O senador Otto Alencar (PSD-BA) ampliou a presença de sua família em cargos estratégicos de fiscalização na Bahia. Enquanto a nora, Renata Giannini Garcia Alencar, atua há cerca de 15 anos como assessora no Tribunal de Contas dos Municípios da Bahia (TCM-BA), o filho, Otto Alencar Filho, tomou posse em dezembro de 2025 como conselheiro do Tribunal de Contas do Estado (TCE-BA), com indicação do governador Jerônimo Rodrigues (PT).
A movimentação reforça a influência política do senador nos bastidores do poder baiano, em um cenário de proximidade com o governo estadual. Otto Alencar, atual presidente da Comissão de Constituição e Justiça (CCJ) do Senado, já integrou o próprio TCM-BA como conselheiro entre 2004 e 2010, antes de consolidar sua trajetória na política.

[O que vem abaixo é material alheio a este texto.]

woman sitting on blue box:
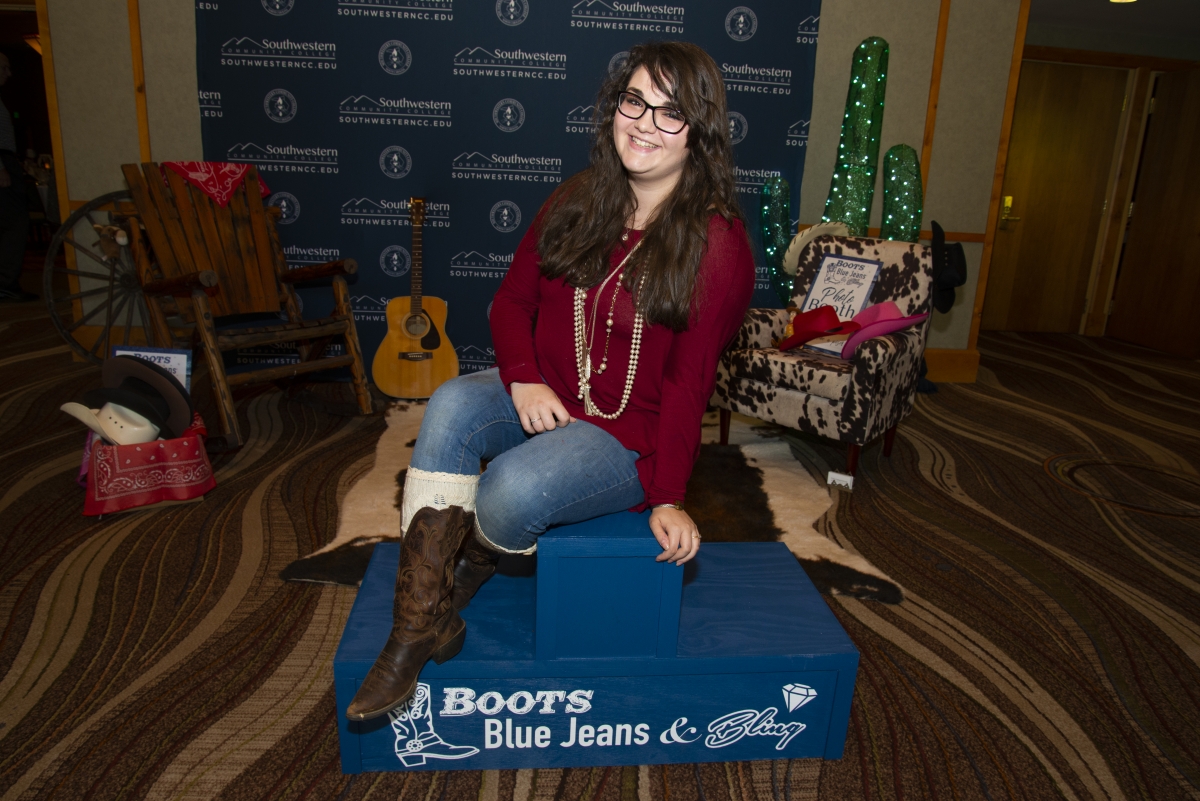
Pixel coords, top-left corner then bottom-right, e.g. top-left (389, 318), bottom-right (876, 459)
top-left (346, 42), bottom-right (755, 721)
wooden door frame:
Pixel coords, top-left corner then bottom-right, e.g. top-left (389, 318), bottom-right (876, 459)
top-left (967, 45), bottom-right (1200, 342)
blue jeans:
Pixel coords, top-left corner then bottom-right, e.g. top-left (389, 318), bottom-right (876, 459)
top-left (410, 369), bottom-right (644, 553)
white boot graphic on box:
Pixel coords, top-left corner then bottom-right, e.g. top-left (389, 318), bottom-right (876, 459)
top-left (388, 681), bottom-right (479, 767)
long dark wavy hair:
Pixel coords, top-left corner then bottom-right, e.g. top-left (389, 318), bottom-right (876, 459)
top-left (538, 42), bottom-right (742, 331)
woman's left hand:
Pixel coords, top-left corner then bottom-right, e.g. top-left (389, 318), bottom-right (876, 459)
top-left (650, 506), bottom-right (700, 565)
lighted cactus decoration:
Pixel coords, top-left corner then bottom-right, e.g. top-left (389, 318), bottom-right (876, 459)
top-left (758, 177), bottom-right (792, 306)
top-left (880, 145), bottom-right (923, 242)
top-left (821, 36), bottom-right (888, 236)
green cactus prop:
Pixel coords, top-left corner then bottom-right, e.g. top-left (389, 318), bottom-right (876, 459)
top-left (880, 145), bottom-right (923, 242)
top-left (821, 36), bottom-right (888, 236)
top-left (758, 177), bottom-right (792, 306)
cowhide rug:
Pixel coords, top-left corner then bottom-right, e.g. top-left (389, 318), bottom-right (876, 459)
top-left (280, 404), bottom-right (904, 603)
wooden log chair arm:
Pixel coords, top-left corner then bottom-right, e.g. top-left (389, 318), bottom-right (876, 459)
top-left (216, 314), bottom-right (350, 350)
top-left (280, 259), bottom-right (359, 284)
top-left (142, 270), bottom-right (221, 297)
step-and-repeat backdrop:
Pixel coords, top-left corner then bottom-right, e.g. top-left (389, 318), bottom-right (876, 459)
top-left (196, 0), bottom-right (821, 372)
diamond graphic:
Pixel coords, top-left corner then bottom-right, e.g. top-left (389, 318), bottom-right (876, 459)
top-left (784, 685), bottom-right (817, 712)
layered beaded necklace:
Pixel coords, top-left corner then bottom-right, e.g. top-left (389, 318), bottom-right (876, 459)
top-left (575, 234), bottom-right (646, 420)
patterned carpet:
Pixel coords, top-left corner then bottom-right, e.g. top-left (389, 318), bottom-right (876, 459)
top-left (0, 296), bottom-right (1200, 801)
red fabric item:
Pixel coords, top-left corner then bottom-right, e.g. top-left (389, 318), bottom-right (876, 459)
top-left (491, 209), bottom-right (755, 503)
top-left (83, 415), bottom-right (217, 516)
top-left (162, 162), bottom-right (271, 206)
top-left (779, 306), bottom-right (858, 350)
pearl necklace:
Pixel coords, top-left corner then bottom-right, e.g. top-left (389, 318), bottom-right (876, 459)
top-left (575, 240), bottom-right (646, 420)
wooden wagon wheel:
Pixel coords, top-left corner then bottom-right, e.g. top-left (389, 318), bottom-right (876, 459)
top-left (42, 189), bottom-right (154, 365)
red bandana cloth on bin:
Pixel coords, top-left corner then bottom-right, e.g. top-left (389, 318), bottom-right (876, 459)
top-left (162, 162), bottom-right (271, 206)
top-left (83, 414), bottom-right (217, 516)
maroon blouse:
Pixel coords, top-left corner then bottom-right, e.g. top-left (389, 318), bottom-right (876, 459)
top-left (491, 215), bottom-right (755, 510)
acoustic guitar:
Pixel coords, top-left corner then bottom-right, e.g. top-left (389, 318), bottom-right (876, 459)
top-left (371, 198), bottom-right (458, 399)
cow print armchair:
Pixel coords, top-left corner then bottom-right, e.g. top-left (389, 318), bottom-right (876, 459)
top-left (712, 236), bottom-right (934, 475)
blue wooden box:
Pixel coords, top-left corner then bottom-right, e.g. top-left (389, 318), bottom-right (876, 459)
top-left (334, 512), bottom-right (858, 773)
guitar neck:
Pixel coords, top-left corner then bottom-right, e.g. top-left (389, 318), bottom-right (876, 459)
top-left (409, 223), bottom-right (424, 314)
top-left (408, 198), bottom-right (425, 314)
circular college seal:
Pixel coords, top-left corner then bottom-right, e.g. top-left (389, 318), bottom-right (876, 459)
top-left (263, 89), bottom-right (300, 122)
top-left (492, 97), bottom-right (524, 133)
top-left (725, 6), bottom-right (758, 42)
top-left (379, 245), bottom-right (413, 278)
top-left (266, 192), bottom-right (300, 225)
top-left (379, 38), bottom-right (413, 76)
top-left (730, 112), bottom-right (750, 145)
top-left (262, 0), bottom-right (296, 17)
top-left (379, 145), bottom-right (413, 179)
top-left (608, 50), bottom-right (629, 76)
top-left (487, 200), bottom-right (521, 234)
top-left (496, 0), bottom-right (529, 25)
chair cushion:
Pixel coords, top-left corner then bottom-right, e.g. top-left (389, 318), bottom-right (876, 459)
top-left (724, 348), bottom-right (852, 401)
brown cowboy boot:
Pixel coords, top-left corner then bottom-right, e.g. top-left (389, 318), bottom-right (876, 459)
top-left (346, 506), bottom-right (475, 721)
top-left (451, 534), bottom-right (500, 612)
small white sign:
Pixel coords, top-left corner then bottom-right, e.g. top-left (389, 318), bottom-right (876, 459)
top-left (110, 345), bottom-right (192, 392)
top-left (800, 253), bottom-right (883, 357)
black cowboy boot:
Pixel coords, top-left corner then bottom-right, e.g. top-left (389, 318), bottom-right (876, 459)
top-left (346, 506), bottom-right (475, 721)
top-left (451, 526), bottom-right (500, 612)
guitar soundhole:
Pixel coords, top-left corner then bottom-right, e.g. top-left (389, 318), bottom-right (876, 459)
top-left (404, 314), bottom-right (430, 337)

A nomeação de Otto Alencar Filho ocorreu no apagar das luzes no fim de 2025. Aos 48 anos, ele renunciou ao mandato de deputado federal para assumir o cargo no TCE-BA, função vitalícia com aposentadoria compulsória aos 75 anos. O posto é considerado um dos mais cobiçados do serviço público, devido aos altos rendimentos, que podem ultrapassar o teto constitucional com adicionais e benefícios.
Levantamento aponta que, em 2025, conselheiros do TCE-BA receberam remunerações superiores a R$ 82,9 mil mensais, totalizando mais de R$ 4,4 milhões em supersalários ao longo do ano.

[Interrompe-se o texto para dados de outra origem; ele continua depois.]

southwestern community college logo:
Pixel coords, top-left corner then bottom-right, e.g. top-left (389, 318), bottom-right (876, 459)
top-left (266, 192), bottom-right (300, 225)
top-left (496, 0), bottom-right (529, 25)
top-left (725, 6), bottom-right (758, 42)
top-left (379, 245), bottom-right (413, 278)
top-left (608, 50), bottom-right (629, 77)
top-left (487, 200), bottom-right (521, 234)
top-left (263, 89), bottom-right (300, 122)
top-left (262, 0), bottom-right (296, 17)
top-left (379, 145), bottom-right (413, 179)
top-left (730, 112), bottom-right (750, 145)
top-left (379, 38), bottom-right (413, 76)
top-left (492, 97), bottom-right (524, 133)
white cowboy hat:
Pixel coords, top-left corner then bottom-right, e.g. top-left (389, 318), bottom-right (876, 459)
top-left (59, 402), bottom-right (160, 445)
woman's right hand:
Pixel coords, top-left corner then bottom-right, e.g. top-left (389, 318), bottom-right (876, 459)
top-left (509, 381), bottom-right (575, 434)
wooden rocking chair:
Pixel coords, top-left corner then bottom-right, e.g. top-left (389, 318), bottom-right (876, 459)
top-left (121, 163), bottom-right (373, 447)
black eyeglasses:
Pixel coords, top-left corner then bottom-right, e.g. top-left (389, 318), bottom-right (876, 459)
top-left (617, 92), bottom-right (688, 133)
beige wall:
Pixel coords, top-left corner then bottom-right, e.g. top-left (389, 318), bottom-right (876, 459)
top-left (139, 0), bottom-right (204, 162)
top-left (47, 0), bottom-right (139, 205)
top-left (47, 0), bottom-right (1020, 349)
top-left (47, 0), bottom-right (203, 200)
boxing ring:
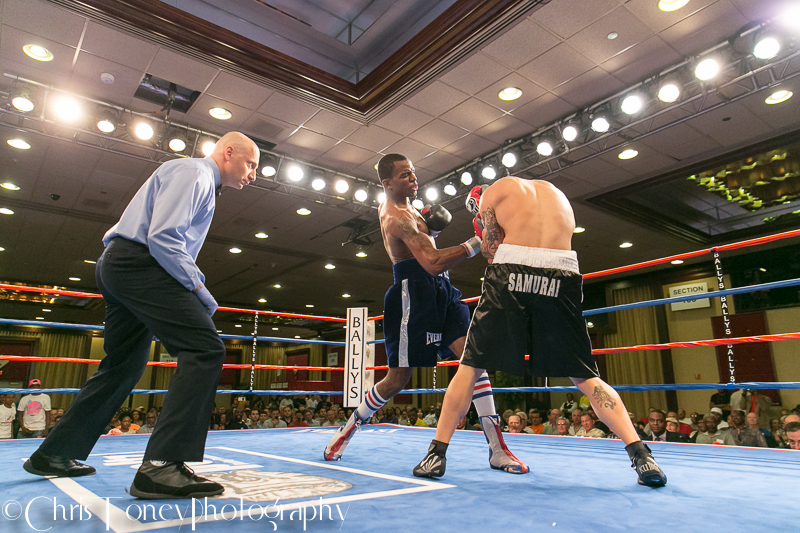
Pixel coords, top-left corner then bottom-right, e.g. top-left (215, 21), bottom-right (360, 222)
top-left (0, 231), bottom-right (800, 533)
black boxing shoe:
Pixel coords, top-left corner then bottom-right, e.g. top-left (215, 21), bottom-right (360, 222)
top-left (625, 440), bottom-right (667, 487)
top-left (414, 440), bottom-right (447, 478)
top-left (130, 461), bottom-right (225, 500)
top-left (22, 450), bottom-right (95, 477)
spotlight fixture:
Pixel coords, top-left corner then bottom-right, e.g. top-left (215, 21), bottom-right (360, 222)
top-left (333, 179), bottom-right (350, 194)
top-left (620, 94), bottom-right (644, 115)
top-left (22, 44), bottom-right (54, 63)
top-left (286, 163), bottom-right (305, 182)
top-left (753, 37), bottom-right (781, 60)
top-left (592, 117), bottom-right (611, 133)
top-left (764, 89), bottom-right (792, 105)
top-left (694, 57), bottom-right (720, 81)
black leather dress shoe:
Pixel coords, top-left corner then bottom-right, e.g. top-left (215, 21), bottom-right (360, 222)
top-left (22, 450), bottom-right (95, 477)
top-left (131, 461), bottom-right (225, 500)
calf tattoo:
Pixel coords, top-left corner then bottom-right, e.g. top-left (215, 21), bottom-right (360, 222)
top-left (592, 387), bottom-right (617, 410)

Indicado pelo governador Jerônimo Rodrigues, aliado político de seu pai, Otto Filho teve sua escolha cercada por articulações políticas nos bastidores. Ao comentar a nomeação, o novo conselheiro ressaltou sua qualificação:
“Tenho formação acadêmica sólida, com especialização internacional e três pós-graduações, além de cerca de 25 anos de atuação no setor privado e 10 anos no setor público”, afirmou.
No TCM-BA, sua esposa, Renata Alencar, construiu carreira como assessora. Formada em educação física, ela também atuou como empresária no ramo educacional antes de ingressar no serviço público.
O peso político dos tribunais de contas
Os tribunais de contas têm papel central na fiscalização de recursos públicos, na análise de orçamentos e no julgamento das contas de gestores. Por isso, seus cargos são considerados estratégicos no cenário político.
Enquanto o TCE-BA fiscaliza as finanças estaduais, o TCM-BA é responsável pelas contas dos municípios. Especialistas apontam que, devido ao poder de influência dessas cortes, há forte interesse político nas indicações.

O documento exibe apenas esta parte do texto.